I walked the route I took as a child to and from elementary school every day. We neighbor kids walked a half mile there and back, snow, sun, rain. My mom worked, there was no ride to be had. Over those seven years, Kindergarten through sixth grade, I walked this route and day dreamed held long internal dialogues--it was the meditation of my childhood.
So I set out in the pink light, the air already full of what would become a sultry summer day. As I walked past houses, I could see the people who had lived there, see the front room, see the tv room, the family room, the unfinished basement. Images flashed before my eyes.
Here was where the girl who gave me the big doll lived; they had a game shelf downstairs. Here was the house with the poodle where I'd go and sit with my friend while her parents were at Swedish Dancing and we'd watch The Love Boat and Fantasy Island and eat too much candy. Here was the house that had the house fire when I was five, I remember seeing the smoke pouring out of that back door. Here's the house that they built after they took out my little woods, and where I spent weeks and weeks playing the same monopoly game with my friend--we had to invent a check writing system to keep playing.
I walked past, surprised that people were watering flowers in the yard. This isn't a house where people live, it's a house where the past happened.
The elementary school I went to is long gone, but it's grounds are the same. The hill we were playing on when the tornado sirens went off, the warming house we would huddle in between ice skating stints on cold, cold nights. The sidewalks, the same ones we walked.
I'm in a funny spot; my middle son just back from his "leaving childhood behind" Coming of Age trip, my oldest turing 18, youngest turning 13. It's a turning point. A time to stop and notice things a little.
This is the song that went through my head as I walked. My father is still alive, thankfully, but the rest fits. Where is this place trying to take me?
Slipping Through My Fist
by David Wilcox
It is downhill all the way to the ocean,
so of course the river always wants to flow.
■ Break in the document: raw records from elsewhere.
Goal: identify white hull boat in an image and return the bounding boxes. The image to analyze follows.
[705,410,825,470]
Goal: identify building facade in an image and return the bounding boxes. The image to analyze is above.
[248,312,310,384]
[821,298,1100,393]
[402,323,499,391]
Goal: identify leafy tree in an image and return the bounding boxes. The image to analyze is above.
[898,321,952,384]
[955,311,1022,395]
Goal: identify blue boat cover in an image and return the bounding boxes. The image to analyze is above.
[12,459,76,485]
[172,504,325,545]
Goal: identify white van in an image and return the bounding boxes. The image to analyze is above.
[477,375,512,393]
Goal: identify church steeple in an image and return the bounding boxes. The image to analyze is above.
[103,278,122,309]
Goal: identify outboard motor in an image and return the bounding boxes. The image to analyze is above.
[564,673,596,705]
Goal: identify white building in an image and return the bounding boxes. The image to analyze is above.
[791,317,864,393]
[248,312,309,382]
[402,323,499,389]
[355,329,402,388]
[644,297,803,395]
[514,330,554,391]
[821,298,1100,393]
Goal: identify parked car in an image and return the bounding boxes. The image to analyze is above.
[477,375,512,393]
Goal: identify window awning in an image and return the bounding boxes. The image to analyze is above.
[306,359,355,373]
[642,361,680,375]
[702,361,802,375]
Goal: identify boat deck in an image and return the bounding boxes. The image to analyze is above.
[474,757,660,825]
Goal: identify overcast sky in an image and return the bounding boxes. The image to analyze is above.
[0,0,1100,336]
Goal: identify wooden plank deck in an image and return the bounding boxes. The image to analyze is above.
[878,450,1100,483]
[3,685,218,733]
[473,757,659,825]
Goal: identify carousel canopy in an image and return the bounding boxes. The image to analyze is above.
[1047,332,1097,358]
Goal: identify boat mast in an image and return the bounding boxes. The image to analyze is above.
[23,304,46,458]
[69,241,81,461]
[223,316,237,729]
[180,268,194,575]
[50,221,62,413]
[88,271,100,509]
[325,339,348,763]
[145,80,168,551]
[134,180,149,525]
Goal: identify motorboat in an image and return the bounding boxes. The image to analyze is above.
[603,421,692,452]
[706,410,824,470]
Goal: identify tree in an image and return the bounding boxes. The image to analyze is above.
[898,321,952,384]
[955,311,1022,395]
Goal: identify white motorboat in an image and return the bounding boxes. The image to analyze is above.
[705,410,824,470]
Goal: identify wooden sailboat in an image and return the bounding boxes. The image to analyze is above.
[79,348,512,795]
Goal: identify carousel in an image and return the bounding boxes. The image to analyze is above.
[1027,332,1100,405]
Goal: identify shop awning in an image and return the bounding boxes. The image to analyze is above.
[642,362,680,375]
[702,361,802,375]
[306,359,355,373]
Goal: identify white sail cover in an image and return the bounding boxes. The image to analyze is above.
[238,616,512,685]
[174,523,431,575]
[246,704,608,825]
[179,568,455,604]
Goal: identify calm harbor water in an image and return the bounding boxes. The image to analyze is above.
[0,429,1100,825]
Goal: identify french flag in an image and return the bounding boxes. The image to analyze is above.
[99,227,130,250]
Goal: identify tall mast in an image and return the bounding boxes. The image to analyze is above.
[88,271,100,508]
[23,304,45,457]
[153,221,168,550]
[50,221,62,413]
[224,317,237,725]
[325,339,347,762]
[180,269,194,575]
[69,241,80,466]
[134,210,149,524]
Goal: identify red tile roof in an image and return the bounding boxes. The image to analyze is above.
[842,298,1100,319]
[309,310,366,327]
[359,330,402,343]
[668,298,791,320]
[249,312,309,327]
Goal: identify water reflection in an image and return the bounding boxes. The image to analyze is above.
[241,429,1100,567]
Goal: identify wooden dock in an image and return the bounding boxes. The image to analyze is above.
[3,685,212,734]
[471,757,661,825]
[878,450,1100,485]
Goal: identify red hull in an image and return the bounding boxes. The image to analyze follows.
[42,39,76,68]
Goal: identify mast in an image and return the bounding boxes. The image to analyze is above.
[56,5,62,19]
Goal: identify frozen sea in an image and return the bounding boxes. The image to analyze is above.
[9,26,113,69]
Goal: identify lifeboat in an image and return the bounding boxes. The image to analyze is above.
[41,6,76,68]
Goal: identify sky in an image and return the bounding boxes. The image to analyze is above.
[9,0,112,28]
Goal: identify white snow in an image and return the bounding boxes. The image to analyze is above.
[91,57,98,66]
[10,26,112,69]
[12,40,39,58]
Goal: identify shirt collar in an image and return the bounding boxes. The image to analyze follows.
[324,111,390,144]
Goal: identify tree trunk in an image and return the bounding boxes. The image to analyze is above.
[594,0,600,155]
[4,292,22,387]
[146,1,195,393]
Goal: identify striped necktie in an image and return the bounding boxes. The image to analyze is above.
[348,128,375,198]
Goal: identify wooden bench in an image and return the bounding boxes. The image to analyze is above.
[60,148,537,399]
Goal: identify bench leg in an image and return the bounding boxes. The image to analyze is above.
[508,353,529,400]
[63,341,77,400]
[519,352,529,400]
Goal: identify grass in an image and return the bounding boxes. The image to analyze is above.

The river's been here longer,
it's older and stronger and knows where to go,
and I was wondering where the river's
trying to take me
overnight, if I never did resist,
what strange breezes make a sailor want to
let it come to this,
with lines untied, slipping through my fist.
This is where I played as a baby.
This is where I ran as a child.
This is where my dad took the last breath he had,
and smiled.
I guess I'm wondering
where this place is trying to take me
overnight, if I never did resist, and
what strange breezes make a sailor want to
let it come to this,
with lines untied, slipping through my fist.
Really, I thought this was supposed to be HIS Coming of Age Journey, not mine. Guess you just never know, you just never know.
1 comment:
This brought tears to my eyes as I read about this journey you are on. It is familiar to situations in my life right now. Thank you for sharing.